PandasDataset mutates DataDefinition
To expand on the title a bit: The init method of PandasDataset will intentionally expand the definition with columns that have not been defined. There is no API to stop this.
To start with, this is very unintuitive. I get auto-generating a definition if I don't pass anything. But if I bothered to create a definition, having it changed on the fly is extremely surprising.
This can cause bugs in production use though. If you're running a report with a reference and current dataset, both of those need to be converted into PandasDataset. The issue here is that now we need to guarantee they have the exact same set of columns.
This is actually quite restrictive.
If you're doing a one-time report in a Jupyter notebook, then you're likely to have all your data downloaded in one-shot and can just do a train-test split and filter the columns. But if you're deploying this in production over a time-horizon, you'll have different processes generating that data.
The usual "contract" for the data going in is that the features/target/id columns need to be present. But adding columns to the dataset is normal. For a concrete example, I have metadata columns (execution_timestamp) in my current_dataset that are not present in the reference.
If I don't add the execution_timestamp to the definition, I'd expect it to be ignored in tests/metrics.
So here's where the issue arises. I create my PandasDatasets with the exact same DataDefinition and pass to a report.
But one definition gets mutated and gets an extra column, the report crashes because it tries to run a test on a column that's not in the reference.
@emacha Thanks for the issue. I see you've described your use case, but it's always helpful to provide a minimal example (code snippet) to reproduce the bug
Hi, @emacha If I understand correctly, you are dealing with 2 different behaviors in library:
- If in DataDefinition you omit some of the column types (eg,
categorical_columns) code in library will try to fill in missing columns.

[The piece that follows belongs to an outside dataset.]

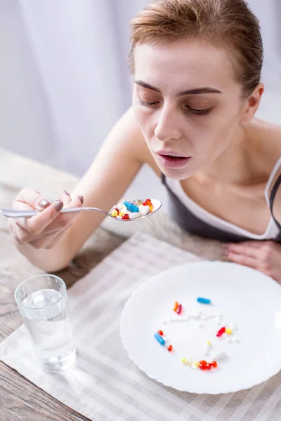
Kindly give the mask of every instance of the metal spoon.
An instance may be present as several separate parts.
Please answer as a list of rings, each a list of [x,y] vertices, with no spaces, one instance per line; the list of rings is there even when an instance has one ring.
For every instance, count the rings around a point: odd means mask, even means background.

That is the reason why you see columnexecution_timestampin current dataset. - If sets of columns in current and reference dataset does not match (eg, you have a column in current, but not in reference) it can lead to problems, because in some cases we need reference data for column to calculate.
And in your case, it seems, you need to explicitly set full DataDefinition for current and reference, so we wont add any additional columns in sets.
Hey @DimaAmega, I'll try to get a small example that shows the bug. I think it depends on column types on the definition having None and tests which run on all columns, so will need to put some effort.
@Liraim, I don't think we're understanding each other here. I'm saying that my reference and current datasets can potentially have different columns, intentionally.
This shouldn't be an issue as long as the DataDefinition columns are present in both.
you need to explicitly set full DataDefinition for current and reference, so we wont add any additional columns in sets.
Adding extra columns is unintuitive. At minimum, it should be a parameter that's off by default. Unless we don't pass a definition at all of course.